Some days there’s a thickness in the air
and now no one seems to care
That I can’t breathe here.
You said you always got me.
I believed you.
I’m waiting for you in the lobby.
I need you.
I’m such a lost cause.
Two friends gave up
I’m sure you saw.
It wouldn’t hurt that much
if you were to help me not be so lost.
I’m so tired of crying.
Burning people out.
I keep thinking about dying.
I just want out.
I only believe in the Afterlife
No such thing as Hell
I’m such a burden that it’d be more of a sacrifice
than putting others through this Hell.
I miss you.
When I got like this
It’s like you professionally knew what to do.
You remind me I was your baby sis
and you’d see me through.
Here I am thinking this.
I want to be able to be reunited with you
but every time I start to
I just wish the cops and doctors would let me be.
even though when put in it, I win elections.

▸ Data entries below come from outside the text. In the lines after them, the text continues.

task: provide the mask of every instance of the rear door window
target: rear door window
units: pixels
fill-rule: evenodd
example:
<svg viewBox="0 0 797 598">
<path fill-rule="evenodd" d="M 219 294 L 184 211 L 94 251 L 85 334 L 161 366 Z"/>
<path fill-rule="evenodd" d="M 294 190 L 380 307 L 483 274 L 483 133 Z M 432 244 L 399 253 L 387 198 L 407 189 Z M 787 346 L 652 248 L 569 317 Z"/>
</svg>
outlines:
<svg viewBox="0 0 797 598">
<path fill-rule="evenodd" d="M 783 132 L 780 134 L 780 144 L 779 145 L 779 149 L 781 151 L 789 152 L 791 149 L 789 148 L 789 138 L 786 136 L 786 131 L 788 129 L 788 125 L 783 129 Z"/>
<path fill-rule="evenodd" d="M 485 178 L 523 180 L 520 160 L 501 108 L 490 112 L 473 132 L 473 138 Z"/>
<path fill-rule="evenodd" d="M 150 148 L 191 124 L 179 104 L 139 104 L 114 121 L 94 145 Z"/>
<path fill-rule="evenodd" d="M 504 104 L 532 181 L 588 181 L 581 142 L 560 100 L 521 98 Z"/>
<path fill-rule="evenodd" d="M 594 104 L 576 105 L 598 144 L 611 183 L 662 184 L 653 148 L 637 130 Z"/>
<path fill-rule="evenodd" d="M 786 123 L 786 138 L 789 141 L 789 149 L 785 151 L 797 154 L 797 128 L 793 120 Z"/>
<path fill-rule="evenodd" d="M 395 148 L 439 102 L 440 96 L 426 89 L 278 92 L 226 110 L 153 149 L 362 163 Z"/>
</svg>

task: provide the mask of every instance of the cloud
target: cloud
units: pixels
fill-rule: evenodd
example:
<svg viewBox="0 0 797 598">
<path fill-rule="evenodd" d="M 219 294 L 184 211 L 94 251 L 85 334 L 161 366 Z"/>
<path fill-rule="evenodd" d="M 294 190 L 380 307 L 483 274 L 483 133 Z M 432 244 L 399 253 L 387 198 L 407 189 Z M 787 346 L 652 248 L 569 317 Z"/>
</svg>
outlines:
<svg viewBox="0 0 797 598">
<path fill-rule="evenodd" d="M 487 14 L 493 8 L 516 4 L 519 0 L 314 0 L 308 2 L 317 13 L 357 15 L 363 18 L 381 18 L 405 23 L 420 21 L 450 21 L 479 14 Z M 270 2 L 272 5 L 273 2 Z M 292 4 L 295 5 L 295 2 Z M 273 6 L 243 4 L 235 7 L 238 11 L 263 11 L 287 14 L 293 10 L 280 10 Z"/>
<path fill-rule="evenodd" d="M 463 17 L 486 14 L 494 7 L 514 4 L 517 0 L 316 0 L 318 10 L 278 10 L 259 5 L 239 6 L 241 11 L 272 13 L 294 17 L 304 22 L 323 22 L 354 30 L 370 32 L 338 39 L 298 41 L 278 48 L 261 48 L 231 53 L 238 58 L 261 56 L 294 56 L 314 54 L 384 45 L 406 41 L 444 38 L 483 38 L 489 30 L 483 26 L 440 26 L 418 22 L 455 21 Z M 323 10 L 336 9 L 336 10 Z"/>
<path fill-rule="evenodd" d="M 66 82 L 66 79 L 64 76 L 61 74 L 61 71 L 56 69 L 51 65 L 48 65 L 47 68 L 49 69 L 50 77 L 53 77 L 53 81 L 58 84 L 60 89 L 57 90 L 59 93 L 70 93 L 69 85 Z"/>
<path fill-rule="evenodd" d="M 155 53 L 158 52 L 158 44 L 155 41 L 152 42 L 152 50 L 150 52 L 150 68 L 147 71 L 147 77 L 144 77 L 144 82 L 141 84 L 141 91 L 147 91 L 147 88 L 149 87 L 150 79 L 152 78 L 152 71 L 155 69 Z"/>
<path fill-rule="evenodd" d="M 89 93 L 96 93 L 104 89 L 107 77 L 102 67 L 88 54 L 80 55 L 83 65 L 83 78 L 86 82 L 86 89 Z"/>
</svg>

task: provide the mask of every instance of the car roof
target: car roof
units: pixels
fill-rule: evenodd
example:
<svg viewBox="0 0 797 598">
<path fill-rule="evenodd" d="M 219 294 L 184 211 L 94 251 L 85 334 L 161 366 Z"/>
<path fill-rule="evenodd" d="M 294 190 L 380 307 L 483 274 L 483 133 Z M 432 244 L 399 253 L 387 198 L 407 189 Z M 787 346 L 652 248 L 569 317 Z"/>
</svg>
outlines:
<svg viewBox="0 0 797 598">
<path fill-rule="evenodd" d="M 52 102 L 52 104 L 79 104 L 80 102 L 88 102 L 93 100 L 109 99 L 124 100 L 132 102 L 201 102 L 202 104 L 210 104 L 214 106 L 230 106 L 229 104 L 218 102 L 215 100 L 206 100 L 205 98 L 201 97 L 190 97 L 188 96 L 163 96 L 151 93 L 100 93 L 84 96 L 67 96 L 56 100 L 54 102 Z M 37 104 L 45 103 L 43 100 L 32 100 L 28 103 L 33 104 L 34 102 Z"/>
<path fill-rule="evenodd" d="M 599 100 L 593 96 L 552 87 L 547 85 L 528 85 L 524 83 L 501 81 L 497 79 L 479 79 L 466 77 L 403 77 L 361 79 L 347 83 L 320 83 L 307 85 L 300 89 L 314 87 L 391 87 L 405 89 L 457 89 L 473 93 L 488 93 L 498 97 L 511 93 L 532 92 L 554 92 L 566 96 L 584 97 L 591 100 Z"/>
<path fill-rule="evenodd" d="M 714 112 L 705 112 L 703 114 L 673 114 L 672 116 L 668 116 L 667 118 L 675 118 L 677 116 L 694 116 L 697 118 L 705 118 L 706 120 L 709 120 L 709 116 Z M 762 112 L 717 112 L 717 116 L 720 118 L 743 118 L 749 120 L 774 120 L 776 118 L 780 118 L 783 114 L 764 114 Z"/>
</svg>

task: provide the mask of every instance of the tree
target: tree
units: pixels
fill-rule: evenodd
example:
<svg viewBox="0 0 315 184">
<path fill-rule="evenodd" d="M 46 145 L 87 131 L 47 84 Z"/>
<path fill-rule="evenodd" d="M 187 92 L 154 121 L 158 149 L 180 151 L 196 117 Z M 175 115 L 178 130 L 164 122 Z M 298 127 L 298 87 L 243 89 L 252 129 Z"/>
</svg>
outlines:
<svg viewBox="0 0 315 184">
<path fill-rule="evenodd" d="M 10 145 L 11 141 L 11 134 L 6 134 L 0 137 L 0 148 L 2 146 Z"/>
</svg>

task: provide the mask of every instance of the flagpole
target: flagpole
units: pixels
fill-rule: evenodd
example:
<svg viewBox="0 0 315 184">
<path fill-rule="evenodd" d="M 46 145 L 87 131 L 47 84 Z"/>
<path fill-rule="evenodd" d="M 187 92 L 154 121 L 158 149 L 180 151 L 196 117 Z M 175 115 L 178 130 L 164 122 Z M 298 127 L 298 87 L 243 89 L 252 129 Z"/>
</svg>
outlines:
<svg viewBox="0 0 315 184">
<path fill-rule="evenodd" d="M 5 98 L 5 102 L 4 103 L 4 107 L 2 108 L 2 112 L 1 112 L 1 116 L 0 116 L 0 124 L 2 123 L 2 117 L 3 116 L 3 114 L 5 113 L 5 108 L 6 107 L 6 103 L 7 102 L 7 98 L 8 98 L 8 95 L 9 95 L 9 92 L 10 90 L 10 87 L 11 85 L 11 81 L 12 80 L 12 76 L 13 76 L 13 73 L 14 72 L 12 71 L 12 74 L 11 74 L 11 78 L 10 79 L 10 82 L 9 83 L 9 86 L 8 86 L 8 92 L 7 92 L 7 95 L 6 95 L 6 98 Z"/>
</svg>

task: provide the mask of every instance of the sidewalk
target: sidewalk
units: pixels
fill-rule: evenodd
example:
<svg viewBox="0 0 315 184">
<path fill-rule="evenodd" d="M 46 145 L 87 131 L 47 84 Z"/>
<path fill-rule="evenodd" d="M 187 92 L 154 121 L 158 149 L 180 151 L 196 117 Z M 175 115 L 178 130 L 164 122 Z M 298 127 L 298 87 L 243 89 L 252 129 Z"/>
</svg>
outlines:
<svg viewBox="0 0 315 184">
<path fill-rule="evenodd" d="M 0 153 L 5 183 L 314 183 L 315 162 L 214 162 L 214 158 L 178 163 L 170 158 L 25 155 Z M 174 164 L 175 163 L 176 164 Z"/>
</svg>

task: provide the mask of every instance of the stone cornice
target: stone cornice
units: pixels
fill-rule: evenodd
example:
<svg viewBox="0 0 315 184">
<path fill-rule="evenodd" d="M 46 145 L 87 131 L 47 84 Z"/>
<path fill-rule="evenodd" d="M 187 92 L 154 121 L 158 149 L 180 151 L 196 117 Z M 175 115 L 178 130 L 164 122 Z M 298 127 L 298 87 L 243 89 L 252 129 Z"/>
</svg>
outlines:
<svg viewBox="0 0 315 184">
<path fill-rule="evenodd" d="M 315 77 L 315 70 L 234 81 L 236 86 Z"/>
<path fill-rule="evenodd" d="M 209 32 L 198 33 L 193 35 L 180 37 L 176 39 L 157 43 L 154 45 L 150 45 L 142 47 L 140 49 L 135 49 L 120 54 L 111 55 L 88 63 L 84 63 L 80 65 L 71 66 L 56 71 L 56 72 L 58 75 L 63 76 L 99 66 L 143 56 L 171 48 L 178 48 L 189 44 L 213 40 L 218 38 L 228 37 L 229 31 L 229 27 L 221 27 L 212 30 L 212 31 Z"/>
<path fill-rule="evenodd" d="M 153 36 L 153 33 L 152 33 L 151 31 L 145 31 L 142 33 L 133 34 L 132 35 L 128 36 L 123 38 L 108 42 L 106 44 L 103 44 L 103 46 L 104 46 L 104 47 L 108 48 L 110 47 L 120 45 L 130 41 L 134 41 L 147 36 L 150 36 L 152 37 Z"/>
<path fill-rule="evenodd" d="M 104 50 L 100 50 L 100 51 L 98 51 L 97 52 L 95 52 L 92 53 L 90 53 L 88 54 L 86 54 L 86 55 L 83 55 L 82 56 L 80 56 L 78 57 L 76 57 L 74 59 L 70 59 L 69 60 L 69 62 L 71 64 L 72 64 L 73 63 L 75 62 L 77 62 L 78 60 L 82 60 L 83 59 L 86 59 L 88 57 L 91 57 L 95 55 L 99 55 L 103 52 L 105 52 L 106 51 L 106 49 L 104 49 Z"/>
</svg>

But admiration fallen with a touch of being humiliated and disrespected
I used to be my own protection…
I can’t help but feel I built myself up to never feel loved enough
To never feel good enough
To never feel loved enough to trust
But feel enough to know I’m just fucked up
I try to readjust
but I stand out
Outstanding but it’s more I’m out standing
I’ve given up on my voice being so hoarse I can’t shout
but I’m out standing on the landing
Eyeing the landscape
Fantasize a land I can escape
Yea, I’m mentally ill and that bitch Kiona knows how to make me build
mountains that started out as hills
and to convince me she’s all I’ll ever feel.
She positions me to see the only way out of this
is the ultimate way to quit.
I used to drink to make her silent
but truth be told she could never keep quiet.
She builds this wall
and shows me a bottle of alcohol
When I tell her it’s not gonna happen
She proposing a new action
sometimes she’s blunt, sometimes abstracted.
My mind torn into fractions
She divides and conquers
feeds my monsters
and gives me this offer
That if I stay secluded
She’ll tie all my loose ends
If I stay in bed the pain will loosen
but she still makes me think foolish.
If I don’t stay in bed
then she wants me to walk on an edge
She says the only way she’ll get outta my head
is if I’m dead…
and I so badly want that bitch outta my head!